At the heart of Ceph are CRUSH and RADOS.
CRUSH: Just as with any distributed file system, files placed into a Ceph cluster are “striped” so that consecutive segments are stored on different physical storage nodes using CRUSH – Controlled Replication Under Scalable Hashing a hash-based algorithm that calculates how and where to store and retrieve data. CRUSH allows clients to communicate directly with storage devices without a central dictionary or index server to manage object locations. It thus enables Ceph clusters to both store and retrieve data very quickly and access more data concurrently, thereby improving throughput.
RADOS – file block and object storage in a single platform: The Reliable Autonomic Distributed Object Store provides applications with object, bloc, and file system storage in a sing unified storage cluster. This makes Ceph flexible, highly reliable and easy to manage. RADOS enables vast scalability―thousands of client hosts or KVMs accessing petabytes to exabytes of data. All applications can use the object, block or file system interfaces to the same RADOS cluster simultaneously, meaning Ceph storage systems can serve as a flexible foundation for all of your data storage needs.

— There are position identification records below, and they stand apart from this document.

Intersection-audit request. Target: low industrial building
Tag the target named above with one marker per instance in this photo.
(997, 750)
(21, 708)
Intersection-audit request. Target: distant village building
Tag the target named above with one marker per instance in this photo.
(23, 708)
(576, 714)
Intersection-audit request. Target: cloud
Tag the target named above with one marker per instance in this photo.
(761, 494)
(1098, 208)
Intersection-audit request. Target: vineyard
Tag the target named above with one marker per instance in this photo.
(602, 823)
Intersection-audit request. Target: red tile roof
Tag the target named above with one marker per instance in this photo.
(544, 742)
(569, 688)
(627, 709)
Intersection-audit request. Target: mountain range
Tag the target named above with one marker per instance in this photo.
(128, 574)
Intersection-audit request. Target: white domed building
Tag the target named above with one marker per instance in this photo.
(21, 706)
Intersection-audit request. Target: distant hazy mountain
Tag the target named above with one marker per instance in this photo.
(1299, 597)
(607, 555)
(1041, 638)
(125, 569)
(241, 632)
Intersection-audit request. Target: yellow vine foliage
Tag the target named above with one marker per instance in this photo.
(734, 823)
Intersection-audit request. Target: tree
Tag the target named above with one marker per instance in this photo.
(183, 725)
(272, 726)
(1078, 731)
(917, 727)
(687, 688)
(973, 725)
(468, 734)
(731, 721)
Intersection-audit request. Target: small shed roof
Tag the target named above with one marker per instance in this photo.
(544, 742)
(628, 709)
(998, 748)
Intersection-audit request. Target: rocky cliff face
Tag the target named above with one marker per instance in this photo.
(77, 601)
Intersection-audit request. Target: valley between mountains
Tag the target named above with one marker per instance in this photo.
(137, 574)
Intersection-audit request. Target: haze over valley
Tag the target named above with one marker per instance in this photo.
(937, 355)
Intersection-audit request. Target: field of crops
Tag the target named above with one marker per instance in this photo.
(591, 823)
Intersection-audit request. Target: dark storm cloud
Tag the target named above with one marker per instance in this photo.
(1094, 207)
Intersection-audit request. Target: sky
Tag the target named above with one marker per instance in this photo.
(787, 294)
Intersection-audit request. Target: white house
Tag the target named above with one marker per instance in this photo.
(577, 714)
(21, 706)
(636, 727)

Build your own: Using Ceph, you use “white boxes”―whatever commodity x86 hardware you choose (or even your older end-of-life storage arrays). Because you are free to use commodity hardware and whatever you have to hand, you can avoid being locked into proprietary platforms and all the costs they entail: choosing software defined storage on Ceph can generate cost savings of up to 50 percent― and for today’s hard pressed storage administrator, that’s something that has to be investigated.